May 2018 marked the 20th anniversary of the nuclear weapon tests by India and Pakistan. Over these past two decades, the Bulletin of the Atomic Scientists has covered the growing nuclear programs of the two countries and the profound risks they pose to the roughly 1.5 billion people now living in these two countries, who make up one-fifth of humanity. Here, guest editors Zia Mian and M.V. Ramana select a few of the many articles on nuclear South Asia that have been published by the Bulletin.
On 11 May 1998, Indian Prime Minister A.B. Vajpayee announced that three nuclear devices had been exploded earlier that day. Two days later, following two more explosions, Vajpayee proudly announced that India was now a nuclear weapon state. A couple of weeks later, on May 28 and 30, Pakistan’s Prime Minister Nawaz Sharif announced that his country had conducted six nuclear explosions.
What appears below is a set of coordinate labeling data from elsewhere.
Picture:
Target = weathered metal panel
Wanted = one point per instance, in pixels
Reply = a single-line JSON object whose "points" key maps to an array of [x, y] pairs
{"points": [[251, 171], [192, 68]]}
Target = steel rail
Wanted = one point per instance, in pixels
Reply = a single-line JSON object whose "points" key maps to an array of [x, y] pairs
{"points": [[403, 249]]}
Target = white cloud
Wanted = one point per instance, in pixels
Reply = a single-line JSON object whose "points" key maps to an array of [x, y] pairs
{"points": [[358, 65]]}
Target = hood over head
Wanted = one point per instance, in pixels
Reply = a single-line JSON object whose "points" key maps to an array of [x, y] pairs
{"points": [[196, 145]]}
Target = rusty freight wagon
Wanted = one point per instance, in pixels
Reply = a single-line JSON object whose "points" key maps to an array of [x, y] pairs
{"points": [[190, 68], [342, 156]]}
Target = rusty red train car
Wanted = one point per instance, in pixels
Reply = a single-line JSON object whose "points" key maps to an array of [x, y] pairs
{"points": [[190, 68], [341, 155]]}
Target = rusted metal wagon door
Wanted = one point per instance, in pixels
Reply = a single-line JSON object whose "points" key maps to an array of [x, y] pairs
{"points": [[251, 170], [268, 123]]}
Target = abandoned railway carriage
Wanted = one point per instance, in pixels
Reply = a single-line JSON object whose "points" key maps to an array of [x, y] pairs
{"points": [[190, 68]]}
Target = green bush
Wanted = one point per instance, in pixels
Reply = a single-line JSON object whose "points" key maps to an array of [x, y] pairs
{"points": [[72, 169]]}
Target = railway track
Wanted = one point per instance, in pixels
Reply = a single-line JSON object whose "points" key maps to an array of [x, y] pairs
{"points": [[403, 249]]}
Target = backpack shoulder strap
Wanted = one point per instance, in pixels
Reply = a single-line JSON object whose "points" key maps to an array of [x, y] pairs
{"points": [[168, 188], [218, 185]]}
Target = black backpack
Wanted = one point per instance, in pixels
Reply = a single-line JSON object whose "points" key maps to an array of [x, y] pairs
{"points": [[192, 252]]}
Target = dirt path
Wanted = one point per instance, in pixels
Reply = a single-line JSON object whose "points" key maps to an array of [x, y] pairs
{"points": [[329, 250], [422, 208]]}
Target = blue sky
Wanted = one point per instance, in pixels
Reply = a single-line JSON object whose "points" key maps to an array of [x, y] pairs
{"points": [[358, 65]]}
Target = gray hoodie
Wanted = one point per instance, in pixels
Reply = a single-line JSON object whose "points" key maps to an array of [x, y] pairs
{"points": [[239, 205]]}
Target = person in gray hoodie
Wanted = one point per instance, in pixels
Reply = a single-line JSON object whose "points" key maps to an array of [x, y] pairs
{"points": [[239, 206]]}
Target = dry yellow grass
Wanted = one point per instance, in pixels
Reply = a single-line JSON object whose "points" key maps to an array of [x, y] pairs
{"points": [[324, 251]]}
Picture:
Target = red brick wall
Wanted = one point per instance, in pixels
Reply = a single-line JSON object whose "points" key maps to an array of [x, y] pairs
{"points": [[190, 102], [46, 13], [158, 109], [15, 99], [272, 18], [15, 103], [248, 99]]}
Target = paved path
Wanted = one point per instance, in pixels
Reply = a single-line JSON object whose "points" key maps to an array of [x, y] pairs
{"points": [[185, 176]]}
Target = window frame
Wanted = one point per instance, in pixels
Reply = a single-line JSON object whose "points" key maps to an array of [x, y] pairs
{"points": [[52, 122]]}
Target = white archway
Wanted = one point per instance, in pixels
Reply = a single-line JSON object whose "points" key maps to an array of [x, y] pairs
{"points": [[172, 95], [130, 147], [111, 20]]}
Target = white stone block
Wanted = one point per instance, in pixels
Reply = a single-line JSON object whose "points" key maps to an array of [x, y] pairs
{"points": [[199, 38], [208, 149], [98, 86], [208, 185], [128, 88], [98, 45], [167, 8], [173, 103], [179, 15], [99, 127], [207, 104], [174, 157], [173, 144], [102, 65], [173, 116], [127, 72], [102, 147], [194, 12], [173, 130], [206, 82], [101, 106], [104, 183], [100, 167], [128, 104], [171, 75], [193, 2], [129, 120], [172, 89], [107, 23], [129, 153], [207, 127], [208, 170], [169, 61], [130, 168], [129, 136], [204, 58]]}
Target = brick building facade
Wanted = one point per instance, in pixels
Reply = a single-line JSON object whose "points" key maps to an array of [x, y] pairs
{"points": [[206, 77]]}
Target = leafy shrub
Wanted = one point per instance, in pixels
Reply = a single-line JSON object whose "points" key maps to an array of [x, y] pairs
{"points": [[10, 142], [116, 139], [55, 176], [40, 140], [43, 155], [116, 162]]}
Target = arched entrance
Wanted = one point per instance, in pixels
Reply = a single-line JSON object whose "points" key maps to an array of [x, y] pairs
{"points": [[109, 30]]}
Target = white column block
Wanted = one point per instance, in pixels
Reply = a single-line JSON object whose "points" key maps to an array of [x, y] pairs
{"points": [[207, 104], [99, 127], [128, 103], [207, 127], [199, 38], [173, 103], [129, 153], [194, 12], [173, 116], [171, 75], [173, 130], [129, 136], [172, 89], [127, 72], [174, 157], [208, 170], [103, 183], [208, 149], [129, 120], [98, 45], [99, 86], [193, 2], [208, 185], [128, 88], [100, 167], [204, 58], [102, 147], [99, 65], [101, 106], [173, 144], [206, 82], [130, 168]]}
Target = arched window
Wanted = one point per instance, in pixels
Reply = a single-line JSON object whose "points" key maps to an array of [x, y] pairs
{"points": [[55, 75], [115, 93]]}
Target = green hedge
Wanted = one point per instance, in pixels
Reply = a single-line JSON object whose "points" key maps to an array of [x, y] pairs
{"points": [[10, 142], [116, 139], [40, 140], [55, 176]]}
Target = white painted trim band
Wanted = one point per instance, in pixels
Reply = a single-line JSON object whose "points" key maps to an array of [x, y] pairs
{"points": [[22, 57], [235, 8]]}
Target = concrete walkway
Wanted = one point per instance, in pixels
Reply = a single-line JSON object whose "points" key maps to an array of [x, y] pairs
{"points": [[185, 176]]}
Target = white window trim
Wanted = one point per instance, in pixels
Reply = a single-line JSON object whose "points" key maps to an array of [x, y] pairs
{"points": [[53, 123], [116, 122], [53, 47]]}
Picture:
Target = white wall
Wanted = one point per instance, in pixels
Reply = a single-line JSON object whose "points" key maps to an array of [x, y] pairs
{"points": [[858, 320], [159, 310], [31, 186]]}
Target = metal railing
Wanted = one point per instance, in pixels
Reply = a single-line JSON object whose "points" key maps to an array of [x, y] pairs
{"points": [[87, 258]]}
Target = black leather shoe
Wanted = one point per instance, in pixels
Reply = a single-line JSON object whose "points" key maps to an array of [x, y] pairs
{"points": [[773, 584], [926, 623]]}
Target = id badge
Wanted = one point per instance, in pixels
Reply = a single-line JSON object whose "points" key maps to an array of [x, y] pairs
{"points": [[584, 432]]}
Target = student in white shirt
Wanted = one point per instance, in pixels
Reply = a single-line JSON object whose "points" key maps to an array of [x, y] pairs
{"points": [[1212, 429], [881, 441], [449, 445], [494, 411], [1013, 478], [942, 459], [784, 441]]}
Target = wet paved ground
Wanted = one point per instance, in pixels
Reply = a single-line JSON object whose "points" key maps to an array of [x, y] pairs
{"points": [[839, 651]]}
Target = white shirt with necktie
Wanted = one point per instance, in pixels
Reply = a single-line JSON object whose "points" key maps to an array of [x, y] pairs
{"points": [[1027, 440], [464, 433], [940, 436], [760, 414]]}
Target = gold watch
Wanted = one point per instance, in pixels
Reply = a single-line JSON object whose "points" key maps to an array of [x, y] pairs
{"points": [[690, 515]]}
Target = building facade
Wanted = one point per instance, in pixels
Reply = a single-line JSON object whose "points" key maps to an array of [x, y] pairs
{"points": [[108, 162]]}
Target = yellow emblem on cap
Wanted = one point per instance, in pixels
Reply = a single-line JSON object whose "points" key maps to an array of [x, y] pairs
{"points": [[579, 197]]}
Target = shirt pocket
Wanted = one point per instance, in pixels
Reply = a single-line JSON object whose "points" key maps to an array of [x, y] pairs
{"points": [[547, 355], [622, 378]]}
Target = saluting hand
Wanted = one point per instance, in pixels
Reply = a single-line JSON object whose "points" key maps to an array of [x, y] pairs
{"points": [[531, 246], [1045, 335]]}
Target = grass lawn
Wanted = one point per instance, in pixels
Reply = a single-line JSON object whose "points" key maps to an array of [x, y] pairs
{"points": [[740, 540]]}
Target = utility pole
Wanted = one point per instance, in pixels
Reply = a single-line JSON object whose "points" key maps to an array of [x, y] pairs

Although the 1998 tests by India surprised much of the world, readers of the Bulletin of the Atomic Scientists had been forewarned. In 1996, one of us (ZM) had written that if the Bharatiya Janata Party (BJP) were to come to power, India might test a thermonuclear weapon, and that Pakistan would welcome the opportunity this might create to test its own nuclear weapons.
The future of nuclear South Asia looks bleak. In 20 years, despite crisis, war, and spiraling nuclear and conventional military forces, the two countries have failed to agree any significant measures to restrain their rivalry. The next round involves both countries putting nuclear weapons at sea. Meanwhile, broad-based peace movements have failed to take hold. The international community, for its part, has moved on to other concerns, until the next crisis.